Discussion of the ``STR'' construct strongly suggested that it should be
renamed ``DS'' for ``domain specific,'' and that an explicit domain
identifier (registered with the IANA) should be employed to avoid the
ambiguity inherent in any domain-specific identifier form. There also
was a suggestion that the US-ASCII restriction, which is present because
of MIME encoding concerns, be relaxed to 7bit and that a field be
included to indicate (explicitly) the ``native'' character set of this
string if it was encoded.
There was some discussion about the rationale for inclusion of the PGP2
construct here. It was observed that PGP can be carried by MIME using
the constructs defined in the companion Internet-Draft. One possible
explanation is that one may make use of the PGP key management and thus
this field should be present. Alternatively, the inclusion of this key
identifier format may pave the way for a migration of PGP users to a
common format with PEM. It was suggested that these, and/or other
rationales, be explicitly included in the Internet-Draft text.

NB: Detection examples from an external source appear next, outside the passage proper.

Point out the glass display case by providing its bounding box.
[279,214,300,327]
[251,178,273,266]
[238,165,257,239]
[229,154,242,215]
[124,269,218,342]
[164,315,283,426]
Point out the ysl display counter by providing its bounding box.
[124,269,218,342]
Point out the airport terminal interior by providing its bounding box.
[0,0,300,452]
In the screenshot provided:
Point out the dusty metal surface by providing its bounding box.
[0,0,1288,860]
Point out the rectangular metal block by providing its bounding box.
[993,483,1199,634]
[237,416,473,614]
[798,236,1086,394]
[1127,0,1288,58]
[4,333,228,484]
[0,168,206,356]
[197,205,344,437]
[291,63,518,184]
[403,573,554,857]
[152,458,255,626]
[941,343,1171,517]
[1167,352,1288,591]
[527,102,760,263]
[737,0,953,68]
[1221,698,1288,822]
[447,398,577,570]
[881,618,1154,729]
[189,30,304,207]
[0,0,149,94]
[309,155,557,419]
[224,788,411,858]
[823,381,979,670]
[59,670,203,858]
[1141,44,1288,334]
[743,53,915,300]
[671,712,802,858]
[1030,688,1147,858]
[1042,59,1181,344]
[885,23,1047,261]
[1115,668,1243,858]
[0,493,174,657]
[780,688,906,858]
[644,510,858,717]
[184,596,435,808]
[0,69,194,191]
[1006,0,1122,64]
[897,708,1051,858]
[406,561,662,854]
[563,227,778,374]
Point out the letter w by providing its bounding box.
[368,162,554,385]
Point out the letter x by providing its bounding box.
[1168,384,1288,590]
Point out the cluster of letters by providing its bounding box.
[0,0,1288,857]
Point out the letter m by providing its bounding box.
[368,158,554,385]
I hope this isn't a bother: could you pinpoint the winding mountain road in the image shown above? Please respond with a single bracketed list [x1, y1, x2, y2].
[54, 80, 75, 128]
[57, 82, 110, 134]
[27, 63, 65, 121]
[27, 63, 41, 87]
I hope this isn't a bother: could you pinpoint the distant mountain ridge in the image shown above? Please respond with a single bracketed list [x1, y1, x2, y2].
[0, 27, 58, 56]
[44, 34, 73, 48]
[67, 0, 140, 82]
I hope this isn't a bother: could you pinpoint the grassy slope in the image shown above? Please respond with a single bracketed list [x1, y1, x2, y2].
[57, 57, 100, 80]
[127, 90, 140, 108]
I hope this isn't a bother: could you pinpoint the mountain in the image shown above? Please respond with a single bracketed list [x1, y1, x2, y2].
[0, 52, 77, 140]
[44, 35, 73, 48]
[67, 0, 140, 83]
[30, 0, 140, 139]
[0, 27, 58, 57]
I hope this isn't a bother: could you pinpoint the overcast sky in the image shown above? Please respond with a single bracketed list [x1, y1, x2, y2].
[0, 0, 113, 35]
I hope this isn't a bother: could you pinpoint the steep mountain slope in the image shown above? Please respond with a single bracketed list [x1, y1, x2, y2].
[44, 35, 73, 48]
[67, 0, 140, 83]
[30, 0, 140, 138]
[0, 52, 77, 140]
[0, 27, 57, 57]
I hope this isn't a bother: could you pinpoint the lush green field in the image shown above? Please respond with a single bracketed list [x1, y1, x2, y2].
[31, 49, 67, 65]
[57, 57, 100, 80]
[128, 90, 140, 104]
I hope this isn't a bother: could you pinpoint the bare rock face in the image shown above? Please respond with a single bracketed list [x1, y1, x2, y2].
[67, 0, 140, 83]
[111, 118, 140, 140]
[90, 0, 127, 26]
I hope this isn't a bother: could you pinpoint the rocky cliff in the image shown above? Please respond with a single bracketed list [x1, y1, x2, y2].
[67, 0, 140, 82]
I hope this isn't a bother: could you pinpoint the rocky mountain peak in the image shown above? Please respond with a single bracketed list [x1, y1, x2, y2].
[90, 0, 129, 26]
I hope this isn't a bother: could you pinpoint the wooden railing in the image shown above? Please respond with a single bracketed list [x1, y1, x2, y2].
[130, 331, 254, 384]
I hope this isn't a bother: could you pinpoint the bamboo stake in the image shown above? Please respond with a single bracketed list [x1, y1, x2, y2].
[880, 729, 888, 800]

It was noted that the format for use of e-mail addresses as user names
(EN) does not have an accompanying certificate format defined. The
rationale for not using X.509 certificates is that the use of e-mail
names as distinguished names is incompatible with most X.500 directory
schema conventions, even though it is syntactically feasible. One of
the Internet-Draft authors indicated that use of signed body parts as
certificates was a possible remedy for this situation, but no mention of
this approach is cited in the Internet-Draft.
It was observed that the statement in the ID that calls for different
certificates for signature and key management public keys is not
strictly required, and is incompatible with X.509 certificates that
combine both. This latter approach is more efficient than requiring
duplication of most of the certificate format just to change the
SubjectPublicKeyInfo field.
It also was observed that the syntax in the Internet-Draft mixes
certificates and CRLs in certificate lists, while there is also a
separate CRL list construct. It was suggested that the certificate list
construct be simplified to eliminate CRLs, maintaining them only in the
latter, more appropriately named data structure. This would require
changing the processing description of the latter structure, which
describes it as being used only for returning CRLs in response to
requests, as opposed to being provided unilaterally by a message
originator.
Conclusion
In general, a concern was voiced by several attendees about possible
combinatoric explosion of options adversely affecting interoperability
of the resulting protocol. There also was a suggestion by the chair
that these Internet-Drafts should be viewed only as defining the use of
PEM with MIME, not as supplanting RFC 1421, which defines the use of PEM
with non-MIME messages. This approach would retain RFC 1424 (which the
``PEM for MIME'' Internet-Draft calls for making obsolete) and would
also require that the new PEM-MIME Internet-Draft be more
self-contained, i.e., not expressed as changes relative to RFC 1421.